PLoS ONE (Jan 2017)

Using NextRAD sequencing to infer movement of herbivores among host plants.

  • Zhen Fu,
  • Brendan Epstein,
  • Joanna L Kelley,
  • Qi Zheng,
  • Alan O Bergland,
  • Carmen I Castillo Carrillo,
  • Andrew S Jensen,
  • Jennifer Dahan,
  • Alexander V Karasev,
  • William E Snyder

DOI
https://doi.org/10.1371/journal.pone.0177742
Journal volume & issue
Vol. 12, no. 5
p. e0177742

Abstract

Read online

Herbivores often move among spatially interspersed host plants, tracking high-quality resources through space and time. This dispersal is of particular interest for vectors of plant pathogens.
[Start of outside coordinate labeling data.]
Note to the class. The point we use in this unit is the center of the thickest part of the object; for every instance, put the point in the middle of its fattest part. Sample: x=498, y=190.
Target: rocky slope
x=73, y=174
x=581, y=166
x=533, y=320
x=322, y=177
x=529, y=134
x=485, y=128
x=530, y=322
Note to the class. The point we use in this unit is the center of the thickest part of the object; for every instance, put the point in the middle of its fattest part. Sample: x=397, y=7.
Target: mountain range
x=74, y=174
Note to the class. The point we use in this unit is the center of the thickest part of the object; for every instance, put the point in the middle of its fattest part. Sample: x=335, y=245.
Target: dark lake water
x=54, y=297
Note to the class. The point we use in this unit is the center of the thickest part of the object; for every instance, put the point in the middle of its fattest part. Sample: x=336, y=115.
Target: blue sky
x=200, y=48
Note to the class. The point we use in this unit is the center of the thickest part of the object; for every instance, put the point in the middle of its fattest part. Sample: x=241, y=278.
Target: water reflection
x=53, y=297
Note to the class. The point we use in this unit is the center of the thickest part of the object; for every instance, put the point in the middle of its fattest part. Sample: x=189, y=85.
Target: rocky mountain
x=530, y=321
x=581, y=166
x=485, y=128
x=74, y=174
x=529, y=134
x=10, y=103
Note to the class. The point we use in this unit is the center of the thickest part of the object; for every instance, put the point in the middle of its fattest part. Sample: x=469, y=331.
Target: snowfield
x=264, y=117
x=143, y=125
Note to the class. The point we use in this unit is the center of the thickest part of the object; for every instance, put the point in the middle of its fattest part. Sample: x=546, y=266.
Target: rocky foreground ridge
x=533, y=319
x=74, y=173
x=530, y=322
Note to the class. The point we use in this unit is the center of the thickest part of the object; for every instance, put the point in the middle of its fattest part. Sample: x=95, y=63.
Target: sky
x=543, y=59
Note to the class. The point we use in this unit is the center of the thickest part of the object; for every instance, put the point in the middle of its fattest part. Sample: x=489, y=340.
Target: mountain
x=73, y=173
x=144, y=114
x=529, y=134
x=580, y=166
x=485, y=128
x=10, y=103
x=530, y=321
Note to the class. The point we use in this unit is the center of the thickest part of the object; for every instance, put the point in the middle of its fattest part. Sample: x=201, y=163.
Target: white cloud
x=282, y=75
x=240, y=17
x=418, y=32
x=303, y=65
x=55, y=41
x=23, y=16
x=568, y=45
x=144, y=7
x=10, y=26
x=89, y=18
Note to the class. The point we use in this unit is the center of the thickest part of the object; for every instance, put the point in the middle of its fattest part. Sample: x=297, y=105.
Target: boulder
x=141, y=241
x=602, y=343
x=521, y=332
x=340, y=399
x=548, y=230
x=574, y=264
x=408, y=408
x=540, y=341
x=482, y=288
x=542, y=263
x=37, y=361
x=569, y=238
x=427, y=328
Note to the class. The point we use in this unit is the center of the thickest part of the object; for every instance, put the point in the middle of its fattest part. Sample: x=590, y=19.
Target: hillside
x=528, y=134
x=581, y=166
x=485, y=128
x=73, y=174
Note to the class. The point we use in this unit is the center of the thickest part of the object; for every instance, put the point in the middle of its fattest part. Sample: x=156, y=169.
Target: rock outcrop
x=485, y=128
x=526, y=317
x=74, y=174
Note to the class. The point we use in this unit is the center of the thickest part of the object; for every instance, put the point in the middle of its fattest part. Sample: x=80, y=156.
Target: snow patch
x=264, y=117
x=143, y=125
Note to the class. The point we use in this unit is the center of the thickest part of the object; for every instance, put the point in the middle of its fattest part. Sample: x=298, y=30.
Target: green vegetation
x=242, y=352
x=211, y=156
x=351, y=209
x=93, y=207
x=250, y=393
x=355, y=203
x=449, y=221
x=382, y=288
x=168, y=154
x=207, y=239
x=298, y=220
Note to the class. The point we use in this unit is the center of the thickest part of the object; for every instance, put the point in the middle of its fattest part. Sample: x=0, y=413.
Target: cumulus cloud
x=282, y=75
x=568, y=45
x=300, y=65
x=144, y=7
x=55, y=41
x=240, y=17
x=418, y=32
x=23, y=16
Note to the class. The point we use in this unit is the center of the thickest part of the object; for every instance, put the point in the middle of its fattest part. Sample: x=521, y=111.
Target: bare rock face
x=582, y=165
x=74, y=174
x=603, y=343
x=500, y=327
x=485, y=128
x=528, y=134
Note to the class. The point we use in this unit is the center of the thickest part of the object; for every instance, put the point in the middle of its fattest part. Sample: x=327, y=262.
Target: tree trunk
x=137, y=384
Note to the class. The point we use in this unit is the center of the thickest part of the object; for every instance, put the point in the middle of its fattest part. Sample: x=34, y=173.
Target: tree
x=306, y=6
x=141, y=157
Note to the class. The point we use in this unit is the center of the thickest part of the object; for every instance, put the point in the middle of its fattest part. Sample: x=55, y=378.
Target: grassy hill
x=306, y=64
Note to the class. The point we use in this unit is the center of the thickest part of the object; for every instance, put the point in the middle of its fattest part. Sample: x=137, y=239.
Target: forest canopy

Existing molecular tools to track such movement have yielded important insights, but often provide insufficient genetic resolution to infer spread at finer spatiotemporal scales. Here, we explore the use of Nextera-tagmented reductively-amplified DNA (NextRAD) sequencing to infer movement of a highly-mobile winged insect, the potato psyllid (Bactericera cockerelli), among host plants. The psyllid vectors the pathogen that causes zebra chip disease in potato (Solanum tuberosum), but understanding and managing the spread of this pathogen is limited by uncertainty about the insect's host plant(s) outside of the growing season. We identified 1,978 polymorphic loci among psyllids separated spatiotemporally on potato or in patches of bittersweet nightshade (S. dulcumara), a weedy plant proposed to be the source of potato-colonizing psyllids. A subset of the psyllids on potato exhibited genetic similarity to insects on nightshade, consistent with regular movement between these two host plants. However, a second subset of potato-collected psyllids was genetically distinct from those collected on bittersweet nightshade; this suggests that a currently unrecognized source, i.e., other nightshade patches or a third host-plant species, could be contributing to psyllid populations in potato. Oftentimes, dispersal of vectors of pathogens must be tracked at a fine scale in order to understand, predict, and manage disease spread. We demonstrate that emerging sequencing technologies that detect genome-wide SNPs of a vector can be used to infer such localized movement.